00:01Continua la tensione tra Francia e Italia sulla Libia. Da una parte Parigi insiste a premere
00:06perché le elezioni si tengano nel paese entro la fine dell'anno. Dall'altra Roma ribadisce
00:10che aspetta i libici e le loro istituzioni decidere quando andare al voto. In mezzo c'è
00:15l'ONU che sottolinea la necessità di elezioni pacifiche e democratiche, a patto che siano
00:19soddisfatte certe condizioni, prima fra tutte la sicurezza.
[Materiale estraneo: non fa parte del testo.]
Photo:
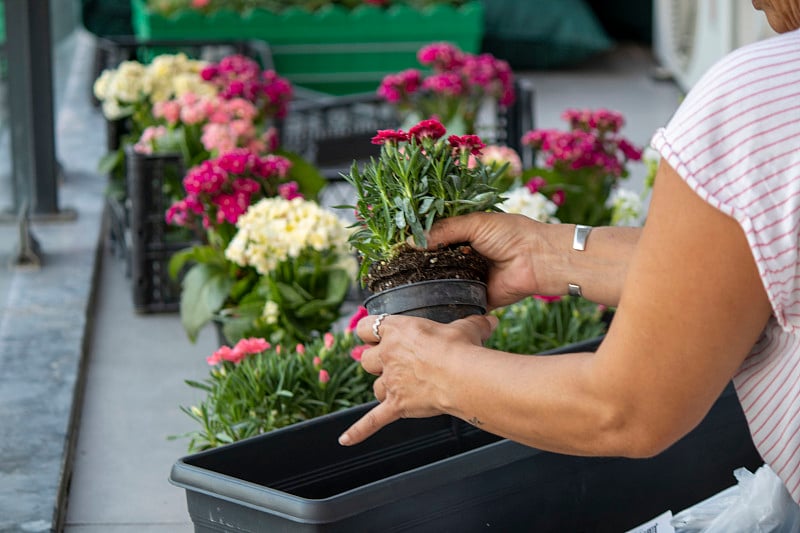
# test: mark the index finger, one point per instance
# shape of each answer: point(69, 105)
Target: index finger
point(454, 230)
point(378, 417)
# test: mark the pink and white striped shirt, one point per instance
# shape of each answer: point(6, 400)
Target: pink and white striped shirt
point(735, 140)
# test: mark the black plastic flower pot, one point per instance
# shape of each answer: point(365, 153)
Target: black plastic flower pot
point(442, 300)
point(440, 474)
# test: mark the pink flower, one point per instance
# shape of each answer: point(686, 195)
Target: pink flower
point(390, 136)
point(430, 128)
point(251, 346)
point(289, 191)
point(535, 184)
point(360, 313)
point(358, 351)
point(559, 197)
point(328, 340)
point(467, 143)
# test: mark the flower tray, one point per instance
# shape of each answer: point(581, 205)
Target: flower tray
point(332, 50)
point(440, 474)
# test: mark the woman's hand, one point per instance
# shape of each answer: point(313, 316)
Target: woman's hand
point(528, 257)
point(511, 243)
point(413, 362)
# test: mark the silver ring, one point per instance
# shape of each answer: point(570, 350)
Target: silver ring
point(377, 324)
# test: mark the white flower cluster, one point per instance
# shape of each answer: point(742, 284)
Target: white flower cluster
point(168, 76)
point(626, 207)
point(274, 230)
point(535, 205)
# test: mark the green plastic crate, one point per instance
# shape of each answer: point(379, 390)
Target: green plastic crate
point(333, 50)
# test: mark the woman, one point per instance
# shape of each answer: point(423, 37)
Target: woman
point(706, 292)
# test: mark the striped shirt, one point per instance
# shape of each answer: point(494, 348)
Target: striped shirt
point(735, 140)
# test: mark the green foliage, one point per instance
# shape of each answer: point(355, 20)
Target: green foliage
point(534, 325)
point(409, 186)
point(276, 388)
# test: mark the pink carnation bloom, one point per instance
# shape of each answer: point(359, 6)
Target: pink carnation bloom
point(467, 143)
point(252, 345)
point(289, 191)
point(428, 128)
point(328, 339)
point(390, 136)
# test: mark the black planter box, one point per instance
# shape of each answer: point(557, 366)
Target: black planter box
point(441, 474)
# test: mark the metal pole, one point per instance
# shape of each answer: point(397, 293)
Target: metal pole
point(30, 99)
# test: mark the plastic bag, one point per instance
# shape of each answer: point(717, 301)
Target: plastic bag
point(759, 503)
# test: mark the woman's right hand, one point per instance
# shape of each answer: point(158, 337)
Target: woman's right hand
point(514, 246)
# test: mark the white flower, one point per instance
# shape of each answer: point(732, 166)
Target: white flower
point(533, 205)
point(627, 207)
point(270, 312)
point(274, 230)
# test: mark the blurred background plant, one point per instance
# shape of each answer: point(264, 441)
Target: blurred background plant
point(539, 323)
point(580, 168)
point(455, 89)
point(297, 267)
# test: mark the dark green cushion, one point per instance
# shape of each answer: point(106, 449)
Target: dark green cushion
point(542, 34)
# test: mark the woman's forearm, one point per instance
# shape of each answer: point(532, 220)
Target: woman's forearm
point(599, 270)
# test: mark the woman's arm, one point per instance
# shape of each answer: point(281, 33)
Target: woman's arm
point(691, 308)
point(528, 257)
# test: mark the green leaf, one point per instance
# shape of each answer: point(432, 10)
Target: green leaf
point(204, 291)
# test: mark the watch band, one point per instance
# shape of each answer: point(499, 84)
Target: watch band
point(579, 239)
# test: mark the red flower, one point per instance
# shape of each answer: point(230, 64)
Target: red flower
point(469, 143)
point(430, 128)
point(391, 136)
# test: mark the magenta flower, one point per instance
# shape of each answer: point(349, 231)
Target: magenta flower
point(430, 128)
point(390, 136)
point(252, 345)
point(467, 143)
point(358, 351)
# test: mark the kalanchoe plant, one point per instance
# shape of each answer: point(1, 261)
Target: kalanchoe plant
point(454, 90)
point(419, 177)
point(580, 167)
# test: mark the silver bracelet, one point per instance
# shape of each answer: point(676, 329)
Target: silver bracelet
point(579, 239)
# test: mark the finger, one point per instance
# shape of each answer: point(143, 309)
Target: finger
point(454, 230)
point(379, 390)
point(483, 325)
point(371, 362)
point(369, 424)
point(369, 325)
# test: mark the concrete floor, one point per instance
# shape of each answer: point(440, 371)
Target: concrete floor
point(135, 364)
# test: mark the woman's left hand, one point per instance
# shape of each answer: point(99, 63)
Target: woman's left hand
point(413, 359)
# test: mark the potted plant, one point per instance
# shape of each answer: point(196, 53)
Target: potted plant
point(454, 88)
point(254, 386)
point(421, 176)
point(581, 168)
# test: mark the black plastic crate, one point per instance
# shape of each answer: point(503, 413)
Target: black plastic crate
point(440, 474)
point(152, 240)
00:23Sullo sfondo una situazione sul terreno che rimane critica, nonostante il fragile cessato
00:27il fuoco proclamato due giorni fa. L'ennesimo duello dialettico tra Roma e Parigi sul destino
00:31del tormentato paese nordafricano si è svolto a distanza. Prima è uscito un comunicato
00:36del Ministero degli Esteri francese nel quale si sottolineava la determinazione a lavorare
00:41al proseguimento del processo politico e l'organizzazione di elezioni entro la fine dell'anno. Poi una
00:46nota dell'Eliseo che invitava la comunità internazionale a rimanere unita contro tutti
00:50coloro che cercano di frenare e indebolire il processo politico volto all'organizzazione
00:55delle elezioni attese dal popolo libico. A stretto giro è arrivata la reazione del
00:59governo italiano. Enzo Moavero sottolinea che la competizione tra paesi all'interno
01:03dell'UE è naturale e ha ribadito la volontà dell'Italia di cooperare con la Francia sulla
01:07Libia, tenendo però fermo un punto. Quando fare le elezioni lo devono stabilire i libici.